1巻 13 誘惑に抵抗する

この世に生きている限り、私たちはいつも、艱難と誘惑とに、つきまとわれるだろう。だから、ヨブ記には「この地上に生きる人間は兵役にあるようなもの。傭兵のように日々を送らなければならない」(7・1)と記されている。どんな人も、自分につきまとう誘惑に気をつけ、眠らずに「だれかを食い尽くそうと探し回っています」(1ペトロ5・8)悪魔の不意打ちを受けないように「祈りをもって」(1ペトロ4・7)警戒しなければならない。少しも誘惑を受けないほどの完全な清い人はいない。私たちは、誘惑を全く逃れることはできない。誘惑はわずらわしく、また厄介なものであるが、しばしば人の役に立つ。
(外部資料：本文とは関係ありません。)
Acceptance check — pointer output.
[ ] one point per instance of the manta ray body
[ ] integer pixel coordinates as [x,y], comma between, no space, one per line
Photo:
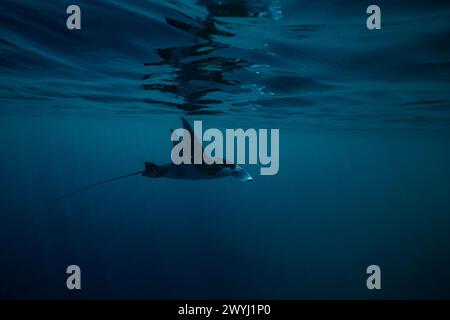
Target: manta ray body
[182,171]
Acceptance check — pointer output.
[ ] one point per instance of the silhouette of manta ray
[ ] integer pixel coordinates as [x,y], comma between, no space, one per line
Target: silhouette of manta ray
[182,171]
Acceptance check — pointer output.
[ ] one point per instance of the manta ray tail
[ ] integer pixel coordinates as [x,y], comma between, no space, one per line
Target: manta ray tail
[95,185]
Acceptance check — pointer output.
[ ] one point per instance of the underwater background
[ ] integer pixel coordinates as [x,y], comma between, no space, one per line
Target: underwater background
[364,119]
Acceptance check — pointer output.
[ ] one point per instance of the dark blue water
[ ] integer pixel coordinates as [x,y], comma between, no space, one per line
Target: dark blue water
[364,119]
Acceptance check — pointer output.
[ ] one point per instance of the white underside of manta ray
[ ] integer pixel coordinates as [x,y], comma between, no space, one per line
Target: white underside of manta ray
[182,171]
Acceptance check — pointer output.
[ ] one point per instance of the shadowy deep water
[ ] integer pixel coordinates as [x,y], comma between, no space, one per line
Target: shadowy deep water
[364,119]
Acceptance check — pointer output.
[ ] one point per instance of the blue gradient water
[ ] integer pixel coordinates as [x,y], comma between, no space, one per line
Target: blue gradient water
[364,120]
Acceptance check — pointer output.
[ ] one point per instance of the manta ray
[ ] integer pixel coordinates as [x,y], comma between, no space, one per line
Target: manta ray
[182,171]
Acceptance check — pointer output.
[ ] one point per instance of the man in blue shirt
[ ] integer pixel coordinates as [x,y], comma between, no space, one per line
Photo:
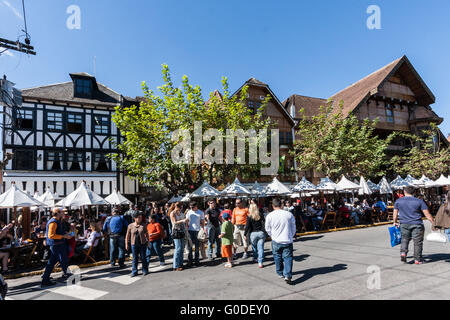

それによって、その人は、謙虚になり、清められ、教えられる。全ての聖人は、誘惑と艱難とを通して完徳に達し、そして、誘惑に抵抗しなかった人々は、悪に落ちて滅びてしまった。誘惑や艱難を少しも受けないほど、清い修道会もなければ、離れた場所もない。生きている限り、完全に誘惑をまぬがれることはありえない。私たちは罪のなかに生まれ、罪の源をうちに持っているからである。一つの誘惑、あるいは試練がすぎると、他のもう一つがくる。私たちは、いつも何かに苦しめなければならない。私たちは、元の幸福を失っているからである。人々は誘惑から逃れようとするが、かえってそこに深くはまってしまう。逃げるだけで、勝てるとは限らない。勇敢に耐え忍び、心からへりくだることによって、常に敵よりも強者の位置に立つ必要がある。根元を引き抜かずに、外だけ良くなろうとすると、前に進歩することが少なく、すぐまた、もっと強い誘惑を、前よりも激しく感じるだろう。自分の力だけに頼んで、かたくなに戦わず、神の助けにより頼み、不断の忍耐と根気とをもって、徐々に行えば、もっと容易に誘惑に勝てるだろう。誘惑にあうときは、しばしば良い人の意見を求めよ、そして、誘惑されている人につらく当たらず、むしろあなた自身がしてもらいたいような慰めを与えよ。誘惑のもとは、私たちの心の移り気なことと、神にたいする信頼の不足とにある。舵(かじ)のない船が、あちこち波にもてあそばれるように、心が弱く、決心を変えやすい人は、いろいろな誘惑に悩まされる。「火は鉄を試す」(集会書・31・31)、誘惑は義人を試す。私たちは、自分の力量をよく知らないものだが、誘惑が、私たちの真価を知らせてくれる。だから、誘惑がはじまるときは、特に警戒しなければいけない。敵が心の門に入るのを許さず、敵が門をたたけば、すぐ出て行って、門の外に押し出すようにすれば、容易に敵に打ち勝つことができる。ある詩人もこう言っている、「病気には、はじめに抵抗せよ、ぐずぐずして病気の根がはびこってしまえば、薬ではもう手遅れだ」と。近似られているあることが、頭に浮かんでから、次に想像力が働き、それから感覚が快楽を感じ、情欲となり、ついに承諾に終わる。はじめ抵抗しないと、悪い敵は、徐々にすべてを占領してしまう。抵抗を怠れば怠るほど、その人は日々弱くなり、敵はそれにつれて強くなる。ある人は、改心のはじめに、強い誘惑を感じ、またある人は、改心を成し遂げようとする間際に、誘惑に会い、またある人は、ほろんど一生涯、それに悩まされる。また、人間の身分と功徳をはかり、選ばれた者の救いのために、すべてを計らう神の摂理の知恵と正義とにより、なかには、ごく軽い誘惑しか感じない人々もある。だから私たちは誘惑を受けるとき、落胆してはならない。試練のときにお助けくださいと、一心に神にこい願わねばならない。聖パウロもそう教えている(1コリント10・13)。「神は誘惑と同時に、それに勝つ助力をくださる」ことは確実である。試練と誘惑のとき、心を神のみ旨のまえに、へりくだらせよう。神は謙虚なものを救い、高めてくださるからである(1ペトロ5・6」、詩編33・19)。完徳の道をどれほど進んだかは、誘惑と試練のときにわかる。そのとき、その人の功徳があらわれ、徳がまします光ってくる。試練にあっていないとき、熱心に信心生活をしても、それは大したことではない。しかし試練のとき、力づよく耐え忍べば、その人は大いに徳に進む望みがある。ある人は、大きな誘惑に勝ったのに、日々の小さな試練に負ける。それは、小さなことに負けるものが、大きなことに勝ったとうぬぼれないように、へりくだらせるためである。